Though Philadelphia was supposed to be reeling after a 14-10 defeat at Atlanta in the Monday-night opener, there were no hints of that when the Eagles hosted San Francisco at Lincoln Financial Field on Sunday. The final score read 42-3 Philadelphia, but it wasn't that close. In dismantling the 49ers, the Eagles displayed all the qualities that made them so dangerous last season.
Donovan McNabb threw for 342 yards and five touchdowns. Terrell Owens caught five passes for 143 yards and two scores. And the defense--a unit that too often gets overlooked in the media free-for-all surrounding the team--flattened San Francisco. Philadelphia allowed the 49ers just 142 total yards while sacking the 49ers quarterback Tim Rattay three times and making three interceptions. "We were looking to make a statement with this game," said cornerback Lito Sheppard. "We had a lot of people who were looking to jump off our bandwagon after last week, but this game lets everybody know that we're back on track."

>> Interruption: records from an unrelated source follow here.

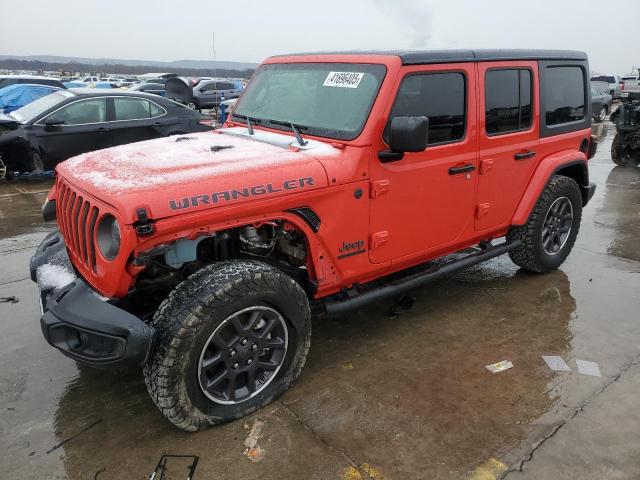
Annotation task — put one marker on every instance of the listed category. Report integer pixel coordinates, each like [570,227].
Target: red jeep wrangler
[198,256]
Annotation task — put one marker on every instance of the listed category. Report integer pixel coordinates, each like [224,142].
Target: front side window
[85,111]
[439,96]
[134,109]
[564,95]
[324,99]
[507,100]
[34,109]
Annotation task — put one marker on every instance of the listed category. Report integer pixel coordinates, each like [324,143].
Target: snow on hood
[52,276]
[156,172]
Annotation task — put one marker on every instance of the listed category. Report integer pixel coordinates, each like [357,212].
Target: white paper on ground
[556,363]
[500,366]
[588,368]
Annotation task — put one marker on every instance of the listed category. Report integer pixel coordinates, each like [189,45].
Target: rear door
[508,124]
[136,119]
[84,128]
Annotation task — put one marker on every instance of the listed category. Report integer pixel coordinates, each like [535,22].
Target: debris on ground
[556,363]
[253,450]
[588,368]
[489,470]
[404,303]
[160,473]
[500,366]
[362,472]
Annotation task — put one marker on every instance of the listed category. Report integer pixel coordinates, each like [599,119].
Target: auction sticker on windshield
[343,79]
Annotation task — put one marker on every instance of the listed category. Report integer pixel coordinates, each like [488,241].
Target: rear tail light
[593,147]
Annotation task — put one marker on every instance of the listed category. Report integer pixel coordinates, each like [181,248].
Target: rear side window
[564,95]
[604,78]
[93,110]
[439,96]
[134,109]
[507,100]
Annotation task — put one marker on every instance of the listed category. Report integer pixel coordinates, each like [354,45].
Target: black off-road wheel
[549,234]
[623,156]
[229,340]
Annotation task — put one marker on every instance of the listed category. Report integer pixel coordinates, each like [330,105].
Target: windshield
[324,99]
[32,110]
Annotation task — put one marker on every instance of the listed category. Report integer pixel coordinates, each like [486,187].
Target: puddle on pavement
[406,395]
[21,207]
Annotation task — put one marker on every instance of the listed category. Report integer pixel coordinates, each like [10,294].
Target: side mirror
[406,134]
[50,123]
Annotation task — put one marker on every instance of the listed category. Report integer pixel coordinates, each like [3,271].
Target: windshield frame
[311,130]
[63,96]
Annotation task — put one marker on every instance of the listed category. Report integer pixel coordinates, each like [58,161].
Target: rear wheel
[229,340]
[623,155]
[552,228]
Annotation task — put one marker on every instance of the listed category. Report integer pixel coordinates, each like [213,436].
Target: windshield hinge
[144,225]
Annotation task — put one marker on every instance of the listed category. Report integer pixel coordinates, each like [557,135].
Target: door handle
[463,169]
[524,155]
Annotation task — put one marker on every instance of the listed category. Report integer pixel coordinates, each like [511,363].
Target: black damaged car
[67,123]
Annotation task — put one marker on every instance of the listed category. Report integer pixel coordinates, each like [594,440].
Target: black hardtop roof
[98,92]
[418,57]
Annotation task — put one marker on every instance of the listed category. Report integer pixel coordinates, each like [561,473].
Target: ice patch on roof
[53,276]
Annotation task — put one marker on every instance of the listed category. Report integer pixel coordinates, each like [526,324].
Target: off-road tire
[531,254]
[622,158]
[187,318]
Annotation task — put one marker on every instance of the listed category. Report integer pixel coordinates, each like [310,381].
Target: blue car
[18,95]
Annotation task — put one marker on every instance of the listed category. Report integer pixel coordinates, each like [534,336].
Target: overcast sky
[252,30]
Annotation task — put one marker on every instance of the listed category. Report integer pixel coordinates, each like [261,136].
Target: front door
[509,128]
[83,128]
[426,199]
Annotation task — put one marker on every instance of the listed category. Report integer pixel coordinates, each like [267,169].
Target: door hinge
[379,187]
[378,239]
[482,210]
[144,225]
[486,166]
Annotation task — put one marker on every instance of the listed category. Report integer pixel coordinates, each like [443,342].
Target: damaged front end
[77,320]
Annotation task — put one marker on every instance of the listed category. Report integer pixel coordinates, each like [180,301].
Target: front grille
[77,217]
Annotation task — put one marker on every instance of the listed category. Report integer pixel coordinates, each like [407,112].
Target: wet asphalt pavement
[381,397]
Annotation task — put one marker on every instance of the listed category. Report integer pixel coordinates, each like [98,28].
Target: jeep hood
[186,173]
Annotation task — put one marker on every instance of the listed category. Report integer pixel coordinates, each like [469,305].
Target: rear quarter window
[564,95]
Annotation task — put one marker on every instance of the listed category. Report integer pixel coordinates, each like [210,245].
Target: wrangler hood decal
[178,174]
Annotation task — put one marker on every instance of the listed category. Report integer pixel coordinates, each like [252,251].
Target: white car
[615,84]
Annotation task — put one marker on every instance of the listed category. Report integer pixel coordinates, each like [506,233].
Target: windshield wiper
[248,119]
[295,128]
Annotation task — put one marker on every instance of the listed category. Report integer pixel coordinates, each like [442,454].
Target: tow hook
[144,225]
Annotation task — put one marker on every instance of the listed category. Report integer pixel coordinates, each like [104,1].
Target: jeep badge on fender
[197,257]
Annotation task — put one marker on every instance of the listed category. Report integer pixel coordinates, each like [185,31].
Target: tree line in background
[73,67]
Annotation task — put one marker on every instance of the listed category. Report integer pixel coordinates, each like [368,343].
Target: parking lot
[382,396]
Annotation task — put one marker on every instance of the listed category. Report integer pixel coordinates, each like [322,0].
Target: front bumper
[79,322]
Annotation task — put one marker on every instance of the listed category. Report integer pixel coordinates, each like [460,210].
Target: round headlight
[109,237]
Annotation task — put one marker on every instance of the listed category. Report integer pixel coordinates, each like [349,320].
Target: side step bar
[397,288]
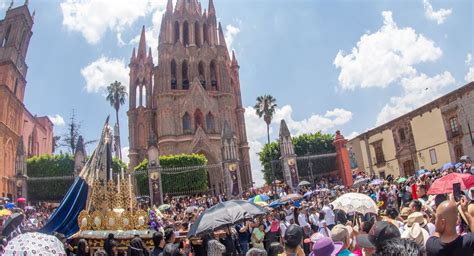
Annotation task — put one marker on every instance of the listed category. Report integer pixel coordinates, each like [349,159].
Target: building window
[453,124]
[210,122]
[401,134]
[185,33]
[213,75]
[176,32]
[434,159]
[184,74]
[186,123]
[7,35]
[382,174]
[202,74]
[173,75]
[379,157]
[197,34]
[198,119]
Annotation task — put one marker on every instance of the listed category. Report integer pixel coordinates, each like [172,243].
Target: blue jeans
[244,247]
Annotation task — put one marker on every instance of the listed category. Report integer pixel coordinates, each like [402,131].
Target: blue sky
[347,65]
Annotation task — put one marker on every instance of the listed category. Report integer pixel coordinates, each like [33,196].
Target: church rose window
[173,75]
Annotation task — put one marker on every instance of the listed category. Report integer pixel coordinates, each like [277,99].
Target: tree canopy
[305,145]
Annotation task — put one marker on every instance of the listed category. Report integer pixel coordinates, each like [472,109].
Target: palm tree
[116,96]
[265,107]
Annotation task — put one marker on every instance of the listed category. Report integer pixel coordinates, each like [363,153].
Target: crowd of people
[409,222]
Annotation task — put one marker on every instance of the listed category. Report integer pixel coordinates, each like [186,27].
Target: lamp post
[154,176]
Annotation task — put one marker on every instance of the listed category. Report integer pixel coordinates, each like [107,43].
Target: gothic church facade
[185,100]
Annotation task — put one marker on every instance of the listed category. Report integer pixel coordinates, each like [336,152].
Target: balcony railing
[454,134]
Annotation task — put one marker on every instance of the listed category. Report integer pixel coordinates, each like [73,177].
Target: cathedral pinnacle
[169,6]
[142,45]
[234,59]
[212,10]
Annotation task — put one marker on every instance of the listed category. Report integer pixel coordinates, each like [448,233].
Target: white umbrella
[355,202]
[34,243]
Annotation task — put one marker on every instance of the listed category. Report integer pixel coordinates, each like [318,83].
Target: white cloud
[125,157]
[257,133]
[93,18]
[439,16]
[230,33]
[385,56]
[468,59]
[57,120]
[102,72]
[470,75]
[417,90]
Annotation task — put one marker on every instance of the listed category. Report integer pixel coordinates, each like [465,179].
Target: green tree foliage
[54,166]
[180,182]
[305,145]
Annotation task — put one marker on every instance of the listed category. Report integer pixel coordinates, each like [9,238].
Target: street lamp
[154,176]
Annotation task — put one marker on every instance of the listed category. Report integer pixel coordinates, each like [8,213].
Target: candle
[130,190]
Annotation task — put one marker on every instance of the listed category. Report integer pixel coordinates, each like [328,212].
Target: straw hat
[416,233]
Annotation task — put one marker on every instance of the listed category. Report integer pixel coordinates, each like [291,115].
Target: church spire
[234,59]
[211,9]
[142,45]
[221,36]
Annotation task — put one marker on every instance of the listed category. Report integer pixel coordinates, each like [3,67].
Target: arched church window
[174,83]
[198,118]
[205,33]
[185,33]
[202,74]
[184,75]
[176,31]
[186,123]
[6,36]
[210,122]
[213,75]
[197,34]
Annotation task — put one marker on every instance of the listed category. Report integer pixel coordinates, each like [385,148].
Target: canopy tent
[64,218]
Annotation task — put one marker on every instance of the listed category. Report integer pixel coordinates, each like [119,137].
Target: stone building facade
[436,133]
[184,101]
[21,133]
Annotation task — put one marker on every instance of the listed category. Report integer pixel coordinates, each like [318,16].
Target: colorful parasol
[35,244]
[444,185]
[259,198]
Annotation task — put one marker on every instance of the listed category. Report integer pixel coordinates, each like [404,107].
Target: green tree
[70,137]
[116,95]
[265,107]
[305,145]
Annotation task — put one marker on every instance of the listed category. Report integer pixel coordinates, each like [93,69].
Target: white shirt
[329,215]
[302,220]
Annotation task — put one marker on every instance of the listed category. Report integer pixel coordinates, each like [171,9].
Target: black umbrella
[12,223]
[224,214]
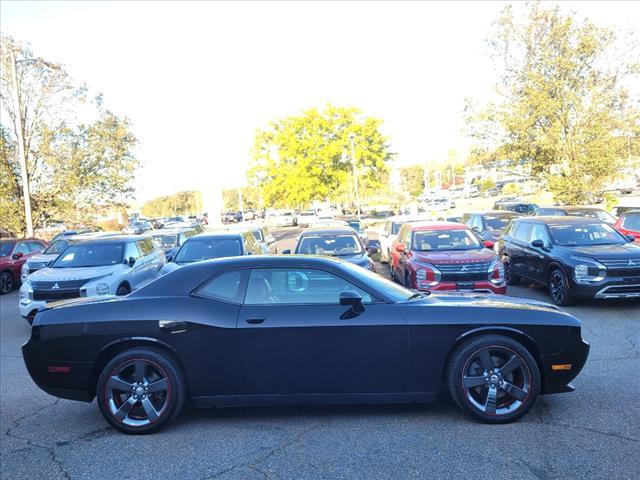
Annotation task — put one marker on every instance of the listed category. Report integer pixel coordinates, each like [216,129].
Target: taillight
[427,276]
[496,272]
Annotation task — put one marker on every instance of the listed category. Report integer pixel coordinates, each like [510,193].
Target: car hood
[65,274]
[606,252]
[456,257]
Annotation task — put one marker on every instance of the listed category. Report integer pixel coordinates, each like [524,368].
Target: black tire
[7,283]
[502,396]
[558,285]
[510,277]
[123,371]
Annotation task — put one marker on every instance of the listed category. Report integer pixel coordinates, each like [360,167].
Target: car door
[296,338]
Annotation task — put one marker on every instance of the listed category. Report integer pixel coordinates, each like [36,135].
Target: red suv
[13,253]
[629,224]
[441,256]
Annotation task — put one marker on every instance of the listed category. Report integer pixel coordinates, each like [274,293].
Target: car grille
[61,290]
[463,272]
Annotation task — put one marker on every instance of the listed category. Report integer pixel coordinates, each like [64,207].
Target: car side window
[131,251]
[23,248]
[297,286]
[226,286]
[539,232]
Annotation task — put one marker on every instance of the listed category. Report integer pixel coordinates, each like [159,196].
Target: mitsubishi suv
[97,267]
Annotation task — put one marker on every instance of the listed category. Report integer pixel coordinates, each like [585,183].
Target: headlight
[588,271]
[427,275]
[496,272]
[25,295]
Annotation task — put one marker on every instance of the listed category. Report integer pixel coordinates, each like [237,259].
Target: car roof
[328,230]
[559,220]
[436,225]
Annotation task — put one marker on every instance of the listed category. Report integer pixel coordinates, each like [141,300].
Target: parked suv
[489,225]
[574,257]
[13,254]
[102,266]
[206,246]
[445,256]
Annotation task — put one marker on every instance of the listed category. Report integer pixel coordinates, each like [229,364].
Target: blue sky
[197,79]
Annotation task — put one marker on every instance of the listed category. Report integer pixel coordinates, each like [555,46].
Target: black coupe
[298,330]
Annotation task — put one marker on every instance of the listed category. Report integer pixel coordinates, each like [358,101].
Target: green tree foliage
[75,170]
[303,158]
[181,203]
[561,106]
[412,178]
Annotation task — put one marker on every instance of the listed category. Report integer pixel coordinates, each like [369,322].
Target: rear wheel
[510,277]
[559,288]
[140,391]
[493,378]
[7,283]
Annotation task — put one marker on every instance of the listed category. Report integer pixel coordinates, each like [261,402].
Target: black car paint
[392,352]
[537,263]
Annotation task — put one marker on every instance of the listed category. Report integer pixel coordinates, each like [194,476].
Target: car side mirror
[537,243]
[352,299]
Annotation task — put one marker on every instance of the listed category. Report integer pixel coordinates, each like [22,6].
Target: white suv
[104,266]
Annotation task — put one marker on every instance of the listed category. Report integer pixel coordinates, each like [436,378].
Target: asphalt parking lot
[589,434]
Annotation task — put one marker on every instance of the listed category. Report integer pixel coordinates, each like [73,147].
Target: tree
[303,158]
[561,106]
[69,171]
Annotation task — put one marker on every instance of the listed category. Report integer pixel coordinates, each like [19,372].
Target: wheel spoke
[124,410]
[485,359]
[118,384]
[513,363]
[515,392]
[149,409]
[139,372]
[474,381]
[158,385]
[492,398]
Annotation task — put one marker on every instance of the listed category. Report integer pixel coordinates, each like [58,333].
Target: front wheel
[493,378]
[140,391]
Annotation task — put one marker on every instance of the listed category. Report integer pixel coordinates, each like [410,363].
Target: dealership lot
[590,433]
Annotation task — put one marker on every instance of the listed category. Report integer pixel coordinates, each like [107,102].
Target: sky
[198,79]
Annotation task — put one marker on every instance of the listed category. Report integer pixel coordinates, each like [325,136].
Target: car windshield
[356,225]
[585,234]
[6,248]
[631,222]
[94,255]
[198,249]
[56,247]
[367,277]
[426,241]
[498,222]
[165,241]
[330,244]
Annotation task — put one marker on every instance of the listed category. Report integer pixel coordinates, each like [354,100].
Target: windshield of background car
[585,234]
[378,282]
[96,255]
[197,249]
[6,248]
[631,222]
[165,241]
[356,225]
[56,247]
[436,240]
[498,222]
[336,245]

You really can't blame the doubters. The Eagles have encountered so much adversity over the last few months that it's hard to remember what's been going right. They've had to deal with season-ending injuries at the skill positions. (Running back Correll Buckhalter and wide receiver Todd Pinkston are done for the year.) One defensive lineman was shot during the off-season (end Jerome McDougle, who is out until at least Week 6) and another cut after a long run with the team ( defensive tackle Corey Simon, now with the Colts). There have also been public squabbles over contracts involving defensive tackle Hollis Thomas, Pro Bowl running back Brian Westbrook and, most notably, the maelstrom known as T.O.
Such problems would debilitate most contenders, but the Eagles take adversity in stride--as if their season wouldn't be interesting enough without some major hurdles to clear. "A lot of the things that have happened around here have been outside our control," Dawkins says. "Injuries happen. The business issues [ Thomas, Owens and Westbrook] take care of themselves. You can't worry about those things. All we've been focused on is making another run. I'm not saying this to be cocky, but I believe we'll be back in the Super Bowl."
Dawkins can be so confident because he understands how Philadelphia--a team that lost three straight NFC Championship Games before dropping the Super Bowl last February--responds to challenges. No team in the NFL has been better able to overcome distraction and disappointment. Consider the week leading up to the San Francisco game.
Though middle linebacker Jeremiah Trotter had been ejected for his role in a fracas before the Atlanta game, he joked about the scuffle on his radio show the next day and to reporters in the days afterward. "I hope the commissioner takes pity on me," Trotter said in the locker room before receiving his punishment from the NFL last Thursday--a $5,000 fine. "I hope he sees that I didn't throw a punch."
Across the room Owens was conducting his own kind of media session. He stopped talking to the Philadelphia press months ago, but his first game against his former team had attracted a smattering of Bay Area writers. On Thursday, Owens became so tired of avoiding eye contact with the reporters that he covered his ears, turned his back to the media and hunched down in a locker, singing "la-la-la" over and over.
None of Owens's teammates acted as if anything strange was happening. This is what their world has become, and they've adapted to it. When the problems between Owens and McNabb festered this summer, Dawkins, a 10-year Philly veteran, reached out to both men to offer support. He didn't choose sides or judge. He simply made an offer: If either one wanted to talk about his problems, Dawkins was willing to listen.